I was always very impressed with Swing, Java2D and applets for what they did. For a cross-platform UI it is really damn good. But that was mainly true 5 years ago, today it really shows it’s age. So I’m really happy about the new JavaFX. It’s a great reboot for the Java client rather then the endless dragging of inferior improvements that Sun was slowly churning away at.

[quote]The Glass toolkit is also responsible for managing the event queue. Unlike the Abstract Window Toolkit (AWT), which manages its own event queue, the Glass toolkit uses the native operating system’s event queue functionality to schedule thread usage.
[/quote]
Finally we’ll see endless amounts of ‘AppName (not responding)’ in the java landscape too :cranky:

Finally we’ll see endless amounts of ‘AppName (not responding)’ in the java landscape too :cranky:
[/quote]
…and guess what: it’s a bugfix! I just did this test: put a “while(true);” inside an event handler of a Swing app; run it, trigger the event, nothing happens. Windows 7 is not aware of the problem, doesn’t tell me that the application is broken even after I click the Window-Close control, because the native AWT layer is happily consuming the event queue - it’s just the Java EDT that’s not processing these events. Task Manager shows 100% of CPU usage (of one core), and it’s the only way to kill the process.

Now repeat the exercise in a JavaFX 2 program. Trigger the event, Windows immediately identifies the app as “(Not Responding)” in the title bar. Now click Window-Close, Windows fades the app window and raises the “Application is not responding…” popup, with the Close and Wait options. So I can close it or use Windows’s fancy “check for a solution…” diagnostics feature. No need to use the scary Task Manager (or if I was my mom, I would probably just hit the power button to reboot…).
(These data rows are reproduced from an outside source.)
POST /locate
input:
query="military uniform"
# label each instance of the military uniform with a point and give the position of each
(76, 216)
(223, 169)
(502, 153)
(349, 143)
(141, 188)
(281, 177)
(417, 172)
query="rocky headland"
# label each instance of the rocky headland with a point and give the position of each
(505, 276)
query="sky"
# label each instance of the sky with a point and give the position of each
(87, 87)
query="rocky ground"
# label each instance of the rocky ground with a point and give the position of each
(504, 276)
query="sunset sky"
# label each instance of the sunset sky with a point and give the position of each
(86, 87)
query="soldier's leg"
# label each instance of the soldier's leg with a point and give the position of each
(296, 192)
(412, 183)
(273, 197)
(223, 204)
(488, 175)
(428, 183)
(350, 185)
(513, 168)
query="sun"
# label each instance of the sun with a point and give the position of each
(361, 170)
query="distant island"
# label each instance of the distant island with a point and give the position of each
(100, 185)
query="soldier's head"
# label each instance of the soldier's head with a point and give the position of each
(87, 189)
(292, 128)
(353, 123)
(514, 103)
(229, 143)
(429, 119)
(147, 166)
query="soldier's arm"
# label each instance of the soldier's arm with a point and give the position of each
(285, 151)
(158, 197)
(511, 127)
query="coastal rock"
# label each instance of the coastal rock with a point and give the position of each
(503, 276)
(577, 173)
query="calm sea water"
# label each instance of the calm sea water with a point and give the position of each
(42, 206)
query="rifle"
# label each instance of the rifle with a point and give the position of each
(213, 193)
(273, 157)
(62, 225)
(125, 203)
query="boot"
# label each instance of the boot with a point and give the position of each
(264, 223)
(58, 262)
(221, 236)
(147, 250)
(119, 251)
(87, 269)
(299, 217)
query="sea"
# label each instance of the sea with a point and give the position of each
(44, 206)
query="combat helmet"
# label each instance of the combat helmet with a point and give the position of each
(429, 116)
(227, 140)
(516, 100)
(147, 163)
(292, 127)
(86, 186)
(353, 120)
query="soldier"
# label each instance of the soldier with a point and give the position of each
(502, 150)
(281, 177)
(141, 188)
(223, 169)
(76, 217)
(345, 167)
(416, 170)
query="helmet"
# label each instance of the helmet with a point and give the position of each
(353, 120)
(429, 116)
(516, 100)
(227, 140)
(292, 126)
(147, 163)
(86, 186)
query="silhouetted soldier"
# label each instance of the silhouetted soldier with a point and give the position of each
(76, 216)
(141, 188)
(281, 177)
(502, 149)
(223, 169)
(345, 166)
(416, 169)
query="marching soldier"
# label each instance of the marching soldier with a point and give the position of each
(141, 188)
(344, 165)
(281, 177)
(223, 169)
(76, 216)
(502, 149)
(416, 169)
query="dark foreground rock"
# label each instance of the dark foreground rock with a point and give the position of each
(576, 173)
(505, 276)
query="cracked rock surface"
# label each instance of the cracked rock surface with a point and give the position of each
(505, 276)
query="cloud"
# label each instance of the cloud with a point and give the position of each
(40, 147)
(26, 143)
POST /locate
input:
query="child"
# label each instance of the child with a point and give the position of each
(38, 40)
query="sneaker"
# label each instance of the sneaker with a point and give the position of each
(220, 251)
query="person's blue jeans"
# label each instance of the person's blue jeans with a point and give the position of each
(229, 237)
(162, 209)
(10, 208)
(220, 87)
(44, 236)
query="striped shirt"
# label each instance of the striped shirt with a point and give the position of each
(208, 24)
And it gets better. Check the Event Viewer, and sure enough, only the JavaFX hang has created a pair of Windows Error Reporting and Application Hang events and dump files. This stuff may be useful for support; will be consumed by app monitoring systems often used in corporate networks.

…and guess what: it’s a bugfix! I just did this test: put a “while(true);” inside an event handler of a Swing app; run it, trigger the event, nothing happens. Windows 7 is not aware of the problem, doesn’t tell me that the application is broken even after I click the Window-Close control, because the native AWT layer is happily consuming the event queue - it’s just the Java EDT that’s not processing these events. Task Manager shows 100% of CPU usage (of one core), and it’s the only way to kill the process.

Now repeat the exercise in a JavaFX 2 program. Trigger the event, Windows immediately identifies the app as “(Not Responding)” in the title bar. Now click Window-Close, Windows fades the app window and raises the “Application is not responding…” popup, with the Close and Wait options. So I can close it or use Windows’s fancy “check for a solution…” diagnostics feature. No need to use the scary Task Manager (or if I was my mom, I would probably just hit the power button to reboot…).

And it gets better. Check the Event Viewer, and sure enough, only the JavaFX hang has created a pair of Windows Error Reporting and Application Hang events and dump files. This stuff may be useful for support; will be consumed by app monitoring systems often used in corporate networks.
[/quote]
Yeah I kinda do prefer JavaFX2’s way of doing it. A hung program whose death can only come about via the task manager is worse than a hung program that the native OS automatically terminates.

I’d also expect most users won’t realize the hung app is eating their CPU usage, wasting power and making their PC hotter then it needs to be.

I’d also prefer it if a cross-browser app looked and acted more like a Windows app on Windows.

I am cautiously optimistic :slight_smile:

Cas :slight_smile:

I am optimistically cautious.

Hahaha.

Downloaded, will play with it asap.

Notice that “games” are not one of the suggested uses!

I think they are only doing it in the beginning to help drive in the more commercial and application based consumers. People who make games know they can make a game out of anything, heck, you can even make a game in Excel or PowerPoint.

By adding “games” it may make some non programmer think its more of a gaming language then a rich client multimedia interface for business and applications.